Doch die gibt es, die ist auch nicht schwierig, aber sie ist ziemlich unbequem und sicher schmerzhaft. Das ist aber eben etwas anderes als "kompliziert" oder "schwierig".
Die Lady wird für sich eine Entscheidung treffen müssen. Entweder sie findet Umgang mit ihrem Bedürfnis nach Ausleben, zB über Rollenspiele etc oder dieses Bedürfnis ist ihr so wichtig, daß es die Priorität hat, dann aber eben um den Preis der bisherigen Ehe.
Heißt ja nicht, daß die nach der Trennung in zwei, vier oder sechs Jahren nicht doch wieder zueinander finden. Oder nach ner Weile die besten Freunde werden.
Aber die Lösung ist wenn auch massiv schmerzhaft dennoch simple. Die Lady muss sich entscheiden.
Was nicht geht, zu behaupten man würde jemanden absolut lieben, dann von diesem verlangen, er müsste etwas gestatten, was dessen moralischen und emotionalen Vorstellungen überhaupt nicht entspricht und dann weiter unter dem Deckmantel der Liebe zu verhandeln. Das alles ist super manipulativ, weil sie ihn ködert. Zunächst behauptet sie, Zeichen ihrer Liebe wäre, daß sie es nicht verdeckt machen möchte, sondern in ihrer großen Liebe zu ihm, ihn offen an ihren Gefühlen teilhaben lässt. Und als das nicht funktioniert hat, macht sie die Zukunftsperspektive brauchbar, wenn er es ihr jetzt erlaubt (alles wohlgemerkt entgegen dessen, was er möchte), dann tja dann können sie auch noch in 25 Jahren glücklich in den Sonnenuntergang reiten.

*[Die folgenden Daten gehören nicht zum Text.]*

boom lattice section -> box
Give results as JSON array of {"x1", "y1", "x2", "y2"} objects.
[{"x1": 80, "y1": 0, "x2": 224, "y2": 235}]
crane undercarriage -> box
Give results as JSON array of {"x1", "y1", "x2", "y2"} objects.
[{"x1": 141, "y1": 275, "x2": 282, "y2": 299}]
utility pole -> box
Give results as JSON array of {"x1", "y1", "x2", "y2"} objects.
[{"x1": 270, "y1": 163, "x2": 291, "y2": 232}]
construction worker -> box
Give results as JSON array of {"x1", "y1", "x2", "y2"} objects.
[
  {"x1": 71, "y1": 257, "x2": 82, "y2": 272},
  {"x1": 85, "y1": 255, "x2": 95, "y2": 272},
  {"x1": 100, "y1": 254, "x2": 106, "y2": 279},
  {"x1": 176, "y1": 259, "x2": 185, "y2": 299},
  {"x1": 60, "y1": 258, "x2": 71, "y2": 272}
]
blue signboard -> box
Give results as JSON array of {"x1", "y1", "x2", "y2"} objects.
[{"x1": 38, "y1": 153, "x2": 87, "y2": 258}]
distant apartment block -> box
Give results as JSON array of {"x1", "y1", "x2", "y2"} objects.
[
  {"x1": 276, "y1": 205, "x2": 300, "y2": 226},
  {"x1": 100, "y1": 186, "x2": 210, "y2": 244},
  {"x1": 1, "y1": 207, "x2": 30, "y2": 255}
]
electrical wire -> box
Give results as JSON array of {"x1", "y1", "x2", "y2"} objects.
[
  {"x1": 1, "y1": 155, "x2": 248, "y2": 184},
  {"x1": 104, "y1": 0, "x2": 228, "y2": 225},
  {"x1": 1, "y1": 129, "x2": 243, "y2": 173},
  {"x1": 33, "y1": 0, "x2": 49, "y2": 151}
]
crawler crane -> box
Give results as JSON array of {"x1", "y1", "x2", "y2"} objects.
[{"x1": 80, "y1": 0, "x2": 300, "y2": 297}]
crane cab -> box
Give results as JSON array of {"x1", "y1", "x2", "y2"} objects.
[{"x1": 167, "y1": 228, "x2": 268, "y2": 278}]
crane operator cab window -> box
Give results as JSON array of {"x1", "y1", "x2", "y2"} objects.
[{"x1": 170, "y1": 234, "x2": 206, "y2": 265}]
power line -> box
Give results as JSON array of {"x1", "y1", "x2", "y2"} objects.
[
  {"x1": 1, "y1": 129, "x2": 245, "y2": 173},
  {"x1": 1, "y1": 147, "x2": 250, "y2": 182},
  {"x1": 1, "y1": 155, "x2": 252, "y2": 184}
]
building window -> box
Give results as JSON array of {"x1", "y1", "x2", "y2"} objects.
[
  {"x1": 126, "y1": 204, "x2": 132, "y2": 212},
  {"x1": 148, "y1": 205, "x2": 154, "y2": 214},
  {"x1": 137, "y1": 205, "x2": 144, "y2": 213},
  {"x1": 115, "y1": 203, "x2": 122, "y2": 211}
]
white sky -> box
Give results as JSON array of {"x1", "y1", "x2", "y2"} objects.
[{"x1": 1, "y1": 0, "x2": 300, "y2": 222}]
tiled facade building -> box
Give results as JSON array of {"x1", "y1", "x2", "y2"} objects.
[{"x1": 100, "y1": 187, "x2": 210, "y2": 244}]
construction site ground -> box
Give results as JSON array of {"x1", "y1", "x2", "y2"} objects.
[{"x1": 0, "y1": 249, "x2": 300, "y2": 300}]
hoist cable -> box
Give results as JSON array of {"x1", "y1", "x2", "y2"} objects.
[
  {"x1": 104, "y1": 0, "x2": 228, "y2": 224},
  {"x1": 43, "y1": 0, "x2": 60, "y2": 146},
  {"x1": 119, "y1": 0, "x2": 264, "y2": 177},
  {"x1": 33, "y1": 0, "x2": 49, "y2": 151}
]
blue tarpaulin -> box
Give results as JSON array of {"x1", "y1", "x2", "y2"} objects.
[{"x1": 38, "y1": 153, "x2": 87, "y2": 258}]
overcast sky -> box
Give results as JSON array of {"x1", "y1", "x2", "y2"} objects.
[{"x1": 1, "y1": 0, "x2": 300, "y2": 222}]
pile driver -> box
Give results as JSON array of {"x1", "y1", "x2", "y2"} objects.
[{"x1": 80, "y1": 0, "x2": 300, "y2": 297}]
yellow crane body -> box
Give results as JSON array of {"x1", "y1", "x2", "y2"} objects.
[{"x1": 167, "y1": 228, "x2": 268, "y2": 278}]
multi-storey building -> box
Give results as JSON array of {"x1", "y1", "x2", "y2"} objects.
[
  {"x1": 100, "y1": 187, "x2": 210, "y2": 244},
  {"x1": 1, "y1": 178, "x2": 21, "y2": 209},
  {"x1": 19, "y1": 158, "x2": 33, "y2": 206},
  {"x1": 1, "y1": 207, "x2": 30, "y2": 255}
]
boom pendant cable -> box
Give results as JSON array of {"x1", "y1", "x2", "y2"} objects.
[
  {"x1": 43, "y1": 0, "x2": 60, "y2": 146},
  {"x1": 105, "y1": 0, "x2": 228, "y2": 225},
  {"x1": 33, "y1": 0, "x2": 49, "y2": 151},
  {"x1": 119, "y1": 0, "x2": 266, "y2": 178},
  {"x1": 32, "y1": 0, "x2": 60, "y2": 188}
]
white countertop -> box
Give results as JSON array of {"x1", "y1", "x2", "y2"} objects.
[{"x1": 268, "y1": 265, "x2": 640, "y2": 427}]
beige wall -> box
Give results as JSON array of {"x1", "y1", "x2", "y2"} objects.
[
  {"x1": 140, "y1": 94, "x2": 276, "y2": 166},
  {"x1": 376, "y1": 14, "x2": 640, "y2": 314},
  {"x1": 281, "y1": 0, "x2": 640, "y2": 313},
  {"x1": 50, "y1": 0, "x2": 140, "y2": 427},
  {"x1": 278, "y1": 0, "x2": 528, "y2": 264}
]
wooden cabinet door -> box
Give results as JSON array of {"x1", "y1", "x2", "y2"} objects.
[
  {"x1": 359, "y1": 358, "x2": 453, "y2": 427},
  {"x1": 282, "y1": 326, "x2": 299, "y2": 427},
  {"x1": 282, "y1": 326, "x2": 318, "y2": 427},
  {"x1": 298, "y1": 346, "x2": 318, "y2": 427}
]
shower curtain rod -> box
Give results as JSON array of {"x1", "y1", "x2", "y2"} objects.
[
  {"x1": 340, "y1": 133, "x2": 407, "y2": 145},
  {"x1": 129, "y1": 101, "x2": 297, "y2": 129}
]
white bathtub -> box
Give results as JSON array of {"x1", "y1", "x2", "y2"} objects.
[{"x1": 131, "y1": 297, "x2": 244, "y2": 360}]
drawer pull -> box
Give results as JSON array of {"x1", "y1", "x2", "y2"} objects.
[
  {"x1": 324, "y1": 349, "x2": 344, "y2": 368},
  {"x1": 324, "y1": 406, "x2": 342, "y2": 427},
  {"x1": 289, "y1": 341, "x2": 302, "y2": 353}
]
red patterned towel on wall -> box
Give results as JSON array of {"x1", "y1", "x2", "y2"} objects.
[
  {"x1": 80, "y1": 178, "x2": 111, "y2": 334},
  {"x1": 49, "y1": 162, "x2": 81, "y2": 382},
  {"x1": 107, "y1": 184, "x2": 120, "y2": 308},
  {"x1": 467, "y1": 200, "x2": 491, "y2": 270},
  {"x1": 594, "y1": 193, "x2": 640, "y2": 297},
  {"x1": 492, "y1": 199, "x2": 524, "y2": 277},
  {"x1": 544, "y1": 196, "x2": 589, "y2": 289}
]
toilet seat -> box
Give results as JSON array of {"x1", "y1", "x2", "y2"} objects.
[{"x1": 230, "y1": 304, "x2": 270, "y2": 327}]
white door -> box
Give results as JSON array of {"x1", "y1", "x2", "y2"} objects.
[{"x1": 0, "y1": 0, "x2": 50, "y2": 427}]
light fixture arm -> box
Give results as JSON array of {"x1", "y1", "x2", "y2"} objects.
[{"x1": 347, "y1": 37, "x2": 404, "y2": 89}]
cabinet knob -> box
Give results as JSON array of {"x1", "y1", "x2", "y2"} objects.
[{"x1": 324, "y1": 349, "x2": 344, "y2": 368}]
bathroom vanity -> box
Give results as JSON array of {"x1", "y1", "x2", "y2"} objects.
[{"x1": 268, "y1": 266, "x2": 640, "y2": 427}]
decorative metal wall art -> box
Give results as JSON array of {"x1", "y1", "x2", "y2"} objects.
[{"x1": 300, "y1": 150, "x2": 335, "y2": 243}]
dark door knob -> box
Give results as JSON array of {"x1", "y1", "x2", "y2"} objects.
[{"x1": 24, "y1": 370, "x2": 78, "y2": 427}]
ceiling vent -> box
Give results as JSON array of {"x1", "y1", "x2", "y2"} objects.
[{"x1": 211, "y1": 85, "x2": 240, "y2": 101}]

Wasch mich, aber wehe, wehe ich werd nass und weil ich das nicht lösen möchte, bearbeite ich dich so lange, bis du mir Erlaubnis gibst, mein Dilemma weiter aufrecht zu erhalten.
Nicht falsch verstehen, ich habe großes Mitgefühl für alle Beteiligten in der Situation, auch und insbesondere für sie. Aber ein X ist und bleibt ein X, aus dem wird kein U und es ist ihr Dilemma und anstatt erwachsen in die Verantwortung zu gehen, erzählt sie ihm, schau, wenn Du mich wirklich liebst, so wie ich dich wirklich Liebe, dann kannst du doch gar nicht anders als mich zu lassen.
Garniert mit, er hätte old-school Moralvorstellungen.
Sorry, aber von meiner Seite einfach, nein.